Pascal De Sutter

Vendre des armes à nos ennemis et… donner des pansements à nos amis

Pascal De Sutter Psychologue politique à l'UCL

On apprend que la Fabrique nationale de Herstal a reçu le support de l’ensemble du gouvernement wallon (sauf Ecolo) pour signer de juteux contrats de vente d’armes à l’Arabie saoudite. Un pays dont tout le monde sait qu’il finance et aide sans scrupule de très nombreux groupes islamistes liés au terrorisme.

On se doute qu’une partie des armes conçues ou fabriquées en Wallonie se retrouveront ensuite en Syrie, en Libye ou ailleurs aux mains de djihadistes. Nous devons donc assumer le fait que la Belgique contribue indirectement à fournir des armes aux islamistes radicaux. Et, a contrario, que fait notre pays pour combattre l’Etat islamique (EI) (1) ?

Une délégation de notre Sénat s’est rendue sur le front et a pu observer à quel point les soldats kurdes qui combattent au sol l’EI étaient faiblement armés. Notre gouvernement a décidé de les soutenir. Bravo ! On va donc leur fournir en quantité nos excellents fusils Scar et nos très efficaces mitrailleuses Minimi ? Non, pas du tout. La Belgique va leur envoyer du matériel médical ! Vous ne rêvez pas : on fournit des armes à nos ennemis et on refile des pansements à nos alliés.

MILICE KURDE à Raqqa, en juin 2015. Pour eux, pas d'armes belges.
MILICE KURDE à Raqqa, en juin 2015. Pour eux, pas d’armes belges.© RODI SAID/REUTERS

Evidemment, plusieurs facteurs  » politiques » expliquent cette situation ubuesque. D’abord, la Belgique est frileuse à armer correctement les Kurdes parce qu’elle ne veut pas déplaire à la Turquie. Or, les Turcs préfèrent tirer dans le dos des Kurdes plutôt que de combattre l’EI. Choix logique pour Recep Tayyip Erdogan, le président islamiste de la Turquie. Mais quand même assez ahurissant pour un pays supposément allié au sein de l’Otan. Donc, pas d’armes belges aux Kurdes. Ensuite, on vend des armes à l’Arabie saoudite parce qu’elle paie très bien et contribue ainsi à dynamiser l’économie wallonne. Peu importe que les pétrodollars soient tachés du sang de femmes lapidées ou d’opposants démocrates fouettés.

Pas de sensiblerie : des emplois wallons sont en jeu. Je veux bien adhérer à cette logique et admettre que nous vivons dans un monde où se comporter en Bisounours ne garantit ni la paix, ni la prospérité. Soit. Mais alors, il faut être cohérent jusqu’au bout et promouvoir au grand jour la fabrication d’armes wallonnes d’excellente notoriété. Tellement réputées que même les Américains les achètent sous licences pour leurs unités d’élite.

Notre pays recouvrirait peut-être son honneur si des citoyens belges se battaient avec des armes fabriquées en Wallonie pour sauver les minorités atrocement persécutées. Cela changerait des jeunes Belges qu’on retrouve actuellement dans les rangs des djihadistes.

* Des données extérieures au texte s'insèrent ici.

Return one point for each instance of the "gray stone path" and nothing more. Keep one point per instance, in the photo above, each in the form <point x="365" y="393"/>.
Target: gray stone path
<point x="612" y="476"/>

Peut-être la Belgique pourrait-elle déjà commencer par équiper correctement sa propre armée ? Notamment avec le nouveau Scar ou le F2000 de la FN plutôt que de vouloir pitoyablement prolonger la vie des vieux FNC. L’armée slovène a bien fourni à tous ses soldats l’excellent F2000. On pourrait aussi montrer la qualité, la fiabilité et l’efficacité de nos armes en équipant et envoyant des soldats belges volontaires combattre le groupe Etat islamique au sol.

Notre pays recouvrirait peut-être son honneur si des citoyens belges se battaient avec des armes fabriquées en Wallonie pour sauver les Yézidis et d’autres minorités chrétiennes ou musulmanes atrocement persécutées. Cela changerait des jeunes Belges qu’on retrouve actuellement dans les rangs des djihadistes. Dans un contexte de mondialisation et de concurrence impitoyable, on peut se résigner à vendre des armes de la FN à tout le monde. Mais il serait plus intelligent – pour notre propre survie – d’aussi proposer des tarifs préférentiels ou des prêts-bails avantageux à ceux qui défendent la cause de la paix, de la laïcité et de la démocratie dans le monde. Mais rien ne vous oblige à penser comme moi…

(1) Soulignons aussi l’action des pilotes belges qui, au péril de leur vie, effectuent régulièrement des missions au-dessus de l’Irak à bord des six F-16 envoyés pour soutenir la coalition anti-EI.